O impacto vai além do emocional e atinge diretamente o comportamento. O excesso de estímulos, a dificuldade de desconectar e a comparação contínua impedem o descanso mental e dificultam a construção de uma relação mais saudável consigo mesmo.

Culpa pelo descanso é sintoma de quem não consegue mais desligar
Avany Cardoso Leal é psicóloga especialista e professora de psicologia. (Foto: Arquivo Pessoal)

O que antes era associado à vida adulta tem surgido de forma precoce. Avany observa que quadros de ansiedade, estresse e burnout aparecem cada vez mais cedo, inclusive entre jovens. “Percebo esses transtornos em pessoas cada vez mais jovens e também noto que as últimas gerações têm mais dificuldade de lidar com pressão e cobrança”, relata.

Segundo ela, a combinação entre exigência por desempenho, medo do fracasso, instabilidade econômica e comparação constante cria um ambiente emocionalmente hostil. “Isso vai levando a um cansaço maior, que pode evoluir para quadros de ansiedade, depressão e burnout,” explica.

Para a psicóloga, a pandemia da Covid-19 foi um divisor de águas na forma como a sociedade passou a enxergar a saúde mental. “O adoecimento mental tomou outra proporção. Houve lutos que não foram elaborados e que ainda atravessam a saúde emocional de muitas pessoas”, afirma.

Culpa pelo descanso é sintoma de quem não consegue mais desligar
Centro de Atenção Psicossocial oferece ajuda na rede pública. (Foto: Arquivo)

Apesar das marcas deixadas pelo período, Avany destaca que houve avanços importantes. “Após a pandemia, falar sobre saúde mental se tornou mais comum. Muitas pessoas passaram a compreender que buscar psicoterapia não é sinal de fraqueza, mas de autocuidado”, observa.

A psicóloga reforça que atividades físicas, espiritualidade, meditação e terapias integrativas podem contribuir para o bem-estar, mas não substituem o acompanhamento especializado. “Identificou traços de ansiedade, depressão ou outro transtorno, o caminho é buscar ajuda profissional, e não se diagnosticar sozinho”, orienta.
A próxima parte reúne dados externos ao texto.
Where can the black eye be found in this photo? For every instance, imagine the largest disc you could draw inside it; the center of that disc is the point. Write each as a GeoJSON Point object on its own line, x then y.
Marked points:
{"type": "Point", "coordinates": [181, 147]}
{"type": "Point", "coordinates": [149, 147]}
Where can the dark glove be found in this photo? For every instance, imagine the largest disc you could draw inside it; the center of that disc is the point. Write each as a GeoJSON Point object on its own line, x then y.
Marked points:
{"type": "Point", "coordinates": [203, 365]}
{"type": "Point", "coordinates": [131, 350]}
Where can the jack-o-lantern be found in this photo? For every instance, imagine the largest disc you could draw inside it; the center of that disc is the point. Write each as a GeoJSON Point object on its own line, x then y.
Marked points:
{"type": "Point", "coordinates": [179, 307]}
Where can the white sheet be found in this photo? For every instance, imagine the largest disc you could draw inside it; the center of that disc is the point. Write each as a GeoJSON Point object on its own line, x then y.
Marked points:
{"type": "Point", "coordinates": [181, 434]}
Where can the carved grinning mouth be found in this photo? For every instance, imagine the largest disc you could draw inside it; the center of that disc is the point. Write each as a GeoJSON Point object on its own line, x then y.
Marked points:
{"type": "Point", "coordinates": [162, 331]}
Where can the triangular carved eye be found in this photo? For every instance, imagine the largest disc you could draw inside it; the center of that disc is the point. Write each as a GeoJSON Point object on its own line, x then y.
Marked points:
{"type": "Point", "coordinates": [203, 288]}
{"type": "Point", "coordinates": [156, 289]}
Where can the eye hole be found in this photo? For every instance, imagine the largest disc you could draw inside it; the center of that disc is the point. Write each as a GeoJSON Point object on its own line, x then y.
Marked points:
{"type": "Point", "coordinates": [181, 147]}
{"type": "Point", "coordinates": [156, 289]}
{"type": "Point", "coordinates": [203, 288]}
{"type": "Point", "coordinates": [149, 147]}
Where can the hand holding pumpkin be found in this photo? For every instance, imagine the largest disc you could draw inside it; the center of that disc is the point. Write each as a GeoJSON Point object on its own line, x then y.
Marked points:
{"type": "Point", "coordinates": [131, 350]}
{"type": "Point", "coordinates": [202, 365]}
Janeiro Branco: saúde mental como projeto de vida - Inserida nesse contexto, a campanha Janeiro Branco surge como um convite à reflexão e ao autocuidado. Criada em 2014, a iniciativa propõe que o início do ano seja encarado como uma “folha em branco”, onde cada pessoa pode redesenhar sua rotina e sua relação com a própria saúde mental.

Para Avany, a campanha reforça que cuidar da mente não é luxo nem modismo, mas uma necessidade permanente. “Buscar ajuda profissional, quando necessário, é um ato de responsabilidade consigo mesmo”, conclui.